Alert users when they're about to reinvent:

- Authentication systems → "Use Auth0, Clerk, Supabase Auth"
- State management → "Consider Zustand, Redux Toolkit, Jotai"
- Form validation → "Check out Zod, Yup, React Hook Form"
- API clients → "Look at Axios, ky, ofetch"
- Date handling → "Use date-fns, dayjs, Luxon"
- CLI tools → "Consider Commander, yargs, oclif"
- PDF generation → "Use pdf-lib, jsPDF, Puppeteer"
- Email sending → "Check Resend, SendGrid, Nodemailer"
- Cron jobs → "Use node-cron, Bull, Agenda"
- Database ORMs → "Consider Prisma, Drizzle, TypeORM"

## Quick Reference: Common Token Burns

| Task Complexity | Typical Token Burn | Time Equivalent |
|-----------------|-------------------|-----------------|
| Simple script (<100 LOC) | 5-15K | 30min-1hr |
| Utility module (100-500 LOC) | 15-50K | 2-4hrs |
| Feature component (500-2K LOC) | 50-150K | 1-2 days |
| Full application | 150K-500K+ | Days-weeks |

See [references/token-estimates.md](references/token-estimates.md) for detailed breakdowns.
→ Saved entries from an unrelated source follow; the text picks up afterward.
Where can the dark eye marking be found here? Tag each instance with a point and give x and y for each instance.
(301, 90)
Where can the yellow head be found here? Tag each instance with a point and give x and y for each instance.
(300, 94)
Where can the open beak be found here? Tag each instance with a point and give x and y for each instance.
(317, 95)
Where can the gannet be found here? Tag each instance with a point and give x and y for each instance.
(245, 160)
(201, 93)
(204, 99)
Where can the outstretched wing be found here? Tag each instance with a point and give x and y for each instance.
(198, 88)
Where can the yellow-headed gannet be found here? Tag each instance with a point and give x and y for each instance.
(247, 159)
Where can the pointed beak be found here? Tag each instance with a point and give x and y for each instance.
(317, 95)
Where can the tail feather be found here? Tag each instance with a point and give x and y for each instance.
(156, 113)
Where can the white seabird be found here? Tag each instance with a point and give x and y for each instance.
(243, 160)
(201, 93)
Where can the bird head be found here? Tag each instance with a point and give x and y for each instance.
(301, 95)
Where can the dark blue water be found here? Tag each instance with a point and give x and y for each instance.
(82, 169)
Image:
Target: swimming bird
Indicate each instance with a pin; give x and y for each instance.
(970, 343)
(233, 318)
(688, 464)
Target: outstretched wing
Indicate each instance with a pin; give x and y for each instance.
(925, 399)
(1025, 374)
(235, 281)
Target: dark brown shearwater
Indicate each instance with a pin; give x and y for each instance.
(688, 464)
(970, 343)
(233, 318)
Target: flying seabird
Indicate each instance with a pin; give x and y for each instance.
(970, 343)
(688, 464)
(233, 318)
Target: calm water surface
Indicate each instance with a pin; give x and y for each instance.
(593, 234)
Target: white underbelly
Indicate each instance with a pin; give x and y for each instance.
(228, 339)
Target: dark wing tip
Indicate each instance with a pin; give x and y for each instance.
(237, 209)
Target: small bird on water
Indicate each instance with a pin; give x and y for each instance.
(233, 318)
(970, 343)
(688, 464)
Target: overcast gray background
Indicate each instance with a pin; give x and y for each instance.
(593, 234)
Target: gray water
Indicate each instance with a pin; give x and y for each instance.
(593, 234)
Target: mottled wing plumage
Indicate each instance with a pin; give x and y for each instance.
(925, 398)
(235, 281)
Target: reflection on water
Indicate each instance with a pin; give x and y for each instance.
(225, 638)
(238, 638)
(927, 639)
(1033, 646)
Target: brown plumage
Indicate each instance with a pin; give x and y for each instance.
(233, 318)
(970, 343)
See [references/common-solutions.md](references/common-solutions.md) for exhaustive list of commonly reinvented wheels.

See [references/integration-patterns.md](references/integration-patterns.md) for project detection and starter code patterns.

See [references/pricing-data.md](references/pricing-data.md) for SaaS pricing and cost calculation data.

See [references/bitter-lesson-llms.md](references/bitter-lesson-llms.md) for why simpler integrations with better models beat complex scaffolding.